3.     Hank Greenberg

DET 1930, 33-41, 45-46 PIT 47

162-game average during prime:

.330/.423/.644  42HR  170RBI  99BB  100K

Hank Greenberg unfortunately had several obstacles to overcome for his Major League career. Most notably, he had one MVP stolen from him that history has attributed to anti-Semitism and he missed 3 full seasons (and the majority of 2 others) because of World War II when he was 30. That detracts from his total numbers, obviously, and also it might have prevented him from putting up his best individual seasons. He led the league in HRs and RBIs in the same season three times, including his last year before going to war and his first year back from it. It’s hard to imagine what he could’ve done with those seasons. He earned this ranking based on what he actually did do, though These are his single-season highs in some key stats: 63 doubles, 58 home runs, 183 runs batted in, 119 walks, .348 average. Each of those is impressive, some bordering on absurd.

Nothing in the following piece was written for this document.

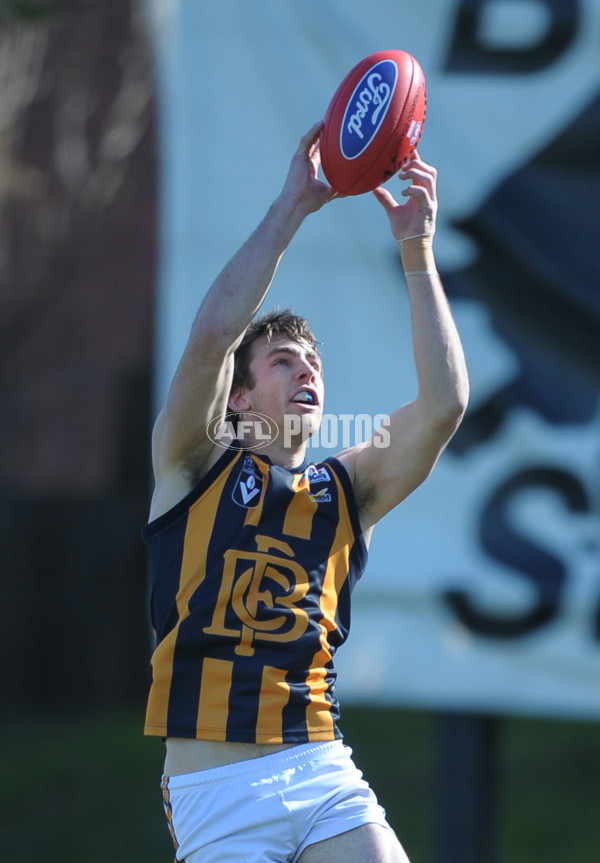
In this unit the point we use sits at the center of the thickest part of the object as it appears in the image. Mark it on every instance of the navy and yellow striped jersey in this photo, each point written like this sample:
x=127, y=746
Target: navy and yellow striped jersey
x=251, y=578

What makes this even more noteworthy-  these happened in 5 separate seasons, meaning he achieved new and different levels of dominance throughout his career.

4.     Dan Brouthers

Various Non-ML teams 1879-1896, NYG 04

162-game average during prime:

.360/.408/.562  14HR  121RBI  56BB  23K

Dan Brouthers is not exactly a household name, that’s for sure. However, he could easily be considered one of the best hitters of the 19th century. When looked at in context, his career truly shines. The leagues only played in 120-130 games throughout his career, so many of his numbers aren’t aesthetically pleasing, but his rate categories speak for themselves. In fact, he topped the league in slugging for six consecutive seasons. Only the legendary Babe Ruth has done that for longer (7).

5.     Albert Pujols

STL 2001-

162-game average during prime:

.336/.429/.634  45HR  127RBI  95BB  61K

I hate to make such a bold statement with putting him here, but it’s important not to overthink this one. He has done in 10 years what very few people have accomplished in their entire careers, and he has done it without any years of subpar production. I’m adopting the policy of the minimum plate appearances required to qualify for the batting title. If you have the highest average but don’t meet the plate appearance threshold, but would still lead if hitless at-bats were tacked on until you hit the minimum, then you deserve the title. In this case, if Albert Pujols added 10 sucky years (aka hitless at-bats), he would still be on this list, so he deserves it now. In the last 8 years, he has never finished outside of the top ten in the league in home runs, average, on-base, slugging, or RBI. In an era where many great single-season performances are never repeated, Albert Pujols hasn’t always been at the top of the league. He has, though, always been among the leaders. Always.